This is a random journal/scimag, basically went to {{libgen_root}}/scimag/journals/ and 32406 <=> [A][0] from browsing into the scimag/journals/ tree.

Journal page [template] The journal page gives:

Journal: | {{Journal_Title}}

Publisher: | {{Publisher}}
ISSN (print): | {{ISSN}}
Website: | http://{{journal_site}}
Description:
{{description}}

All articles: | search | DOI list

YYYY | Volume 1 ... n

If you could provide methods such that libgen.journal (or scimag).download_year(), or .search_issn(), .search_title() to return a hash/array of a hash/array, eg [2009,2008,...] => [1,2,3,4] of this journal page's journals/scimags. Further, you should be able to download() by year(s), issue(s), DOI(s)[!!!]. DOIs are particularly important for reference here, and it would be great to be able to search by DOI (the DOI per each journal is always always the journal/scimag root followed by /doi; probably (untested) https?://{{libgen_root}}/scimag/\d{5}/doi

So, perhaps a few different download and search methods warranted.

P.S. I am no Python wizard!

Type-IIx commented 3 years ago

I see that the API (JSON) does not support scimag yet! I went to the source (https://forum(dot)mhut(dot)org/viewtopic.php?f=17&t=6874) to ask about this.

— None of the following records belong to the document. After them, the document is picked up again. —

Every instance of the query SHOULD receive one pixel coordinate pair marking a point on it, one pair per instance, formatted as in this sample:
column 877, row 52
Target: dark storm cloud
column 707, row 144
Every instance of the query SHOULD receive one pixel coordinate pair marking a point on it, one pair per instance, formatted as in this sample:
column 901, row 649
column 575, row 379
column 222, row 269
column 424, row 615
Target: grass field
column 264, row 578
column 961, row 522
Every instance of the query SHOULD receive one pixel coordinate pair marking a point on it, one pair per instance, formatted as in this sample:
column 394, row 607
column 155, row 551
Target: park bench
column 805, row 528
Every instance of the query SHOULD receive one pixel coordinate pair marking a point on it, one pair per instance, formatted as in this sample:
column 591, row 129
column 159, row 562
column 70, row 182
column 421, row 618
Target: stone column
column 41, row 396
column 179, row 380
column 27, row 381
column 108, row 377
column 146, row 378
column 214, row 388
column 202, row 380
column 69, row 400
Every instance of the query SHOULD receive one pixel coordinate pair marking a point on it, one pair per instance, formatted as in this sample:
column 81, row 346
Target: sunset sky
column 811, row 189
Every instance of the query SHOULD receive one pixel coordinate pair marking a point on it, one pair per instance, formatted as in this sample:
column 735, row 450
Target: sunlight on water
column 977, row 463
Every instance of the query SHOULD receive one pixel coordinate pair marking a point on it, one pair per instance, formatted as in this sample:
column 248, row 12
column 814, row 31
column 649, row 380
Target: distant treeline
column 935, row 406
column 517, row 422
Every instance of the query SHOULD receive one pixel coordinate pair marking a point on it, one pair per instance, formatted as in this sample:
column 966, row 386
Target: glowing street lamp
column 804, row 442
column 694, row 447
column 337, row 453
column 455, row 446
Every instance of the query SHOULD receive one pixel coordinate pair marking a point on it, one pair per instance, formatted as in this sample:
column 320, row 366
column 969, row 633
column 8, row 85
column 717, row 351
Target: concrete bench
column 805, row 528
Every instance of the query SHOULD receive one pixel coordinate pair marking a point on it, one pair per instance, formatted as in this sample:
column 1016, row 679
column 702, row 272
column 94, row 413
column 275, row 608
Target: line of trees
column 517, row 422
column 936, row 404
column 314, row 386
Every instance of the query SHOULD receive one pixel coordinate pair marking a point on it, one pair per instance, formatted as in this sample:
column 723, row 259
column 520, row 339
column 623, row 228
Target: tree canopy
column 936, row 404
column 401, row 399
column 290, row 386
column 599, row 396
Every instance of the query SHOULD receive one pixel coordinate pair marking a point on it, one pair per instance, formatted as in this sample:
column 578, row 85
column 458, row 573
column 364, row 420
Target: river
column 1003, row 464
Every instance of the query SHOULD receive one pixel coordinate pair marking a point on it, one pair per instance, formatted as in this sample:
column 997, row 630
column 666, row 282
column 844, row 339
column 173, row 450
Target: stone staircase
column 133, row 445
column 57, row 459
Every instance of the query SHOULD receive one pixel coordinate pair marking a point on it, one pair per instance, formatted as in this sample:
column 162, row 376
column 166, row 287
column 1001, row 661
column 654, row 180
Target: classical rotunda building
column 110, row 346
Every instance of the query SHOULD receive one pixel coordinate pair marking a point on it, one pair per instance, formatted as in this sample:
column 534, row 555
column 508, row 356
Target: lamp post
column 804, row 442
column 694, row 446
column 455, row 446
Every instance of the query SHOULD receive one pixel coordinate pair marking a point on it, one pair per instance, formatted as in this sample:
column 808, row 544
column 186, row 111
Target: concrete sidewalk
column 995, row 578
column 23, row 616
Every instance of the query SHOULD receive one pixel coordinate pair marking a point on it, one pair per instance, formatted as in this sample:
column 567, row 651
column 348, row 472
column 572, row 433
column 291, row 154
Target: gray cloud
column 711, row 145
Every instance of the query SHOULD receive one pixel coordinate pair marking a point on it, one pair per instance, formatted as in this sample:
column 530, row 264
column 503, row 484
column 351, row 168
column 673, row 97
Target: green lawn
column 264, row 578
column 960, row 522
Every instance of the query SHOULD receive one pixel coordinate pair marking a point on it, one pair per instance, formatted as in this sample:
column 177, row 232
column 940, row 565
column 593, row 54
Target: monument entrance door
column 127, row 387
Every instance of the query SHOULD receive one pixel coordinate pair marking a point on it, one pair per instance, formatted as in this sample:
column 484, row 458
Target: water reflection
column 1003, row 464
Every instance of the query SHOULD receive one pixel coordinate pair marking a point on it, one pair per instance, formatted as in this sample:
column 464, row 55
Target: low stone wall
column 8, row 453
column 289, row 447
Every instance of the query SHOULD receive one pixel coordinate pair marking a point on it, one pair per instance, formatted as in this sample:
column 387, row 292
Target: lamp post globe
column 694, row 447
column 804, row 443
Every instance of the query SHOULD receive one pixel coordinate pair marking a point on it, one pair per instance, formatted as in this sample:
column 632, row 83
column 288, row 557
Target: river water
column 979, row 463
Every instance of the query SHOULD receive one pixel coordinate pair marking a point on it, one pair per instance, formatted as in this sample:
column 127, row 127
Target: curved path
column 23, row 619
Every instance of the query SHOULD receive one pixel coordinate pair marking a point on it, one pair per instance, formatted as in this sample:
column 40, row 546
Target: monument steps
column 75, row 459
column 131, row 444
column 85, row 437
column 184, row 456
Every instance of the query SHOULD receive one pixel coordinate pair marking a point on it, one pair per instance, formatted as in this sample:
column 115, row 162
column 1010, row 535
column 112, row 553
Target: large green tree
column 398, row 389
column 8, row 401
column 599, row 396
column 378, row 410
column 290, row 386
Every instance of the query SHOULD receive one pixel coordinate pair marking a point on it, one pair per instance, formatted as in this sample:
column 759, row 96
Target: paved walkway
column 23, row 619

I would suggest, you have the freedom to build methods that do not rely on their API; or you could contribute to their API.

A (clunky) method that apparently works: Right now you can take SQL database dump in "Download" section of main sites http://{{libgen_root}}/scimag/ and search articles (e.g., by DOI) in it.

BeastImran commented 3 years ago

I have already implemented journal, mags are on the way. The problem is i have very constrained time to spend on this project, But i am spending some.

Their API is not very cool so i had to scrape the results for better data.

Any way, i hope you will love the next release, i will probably publish it in 10 to 15 days or so 😅 It will take time.

Thank you for showing interest 👍🏻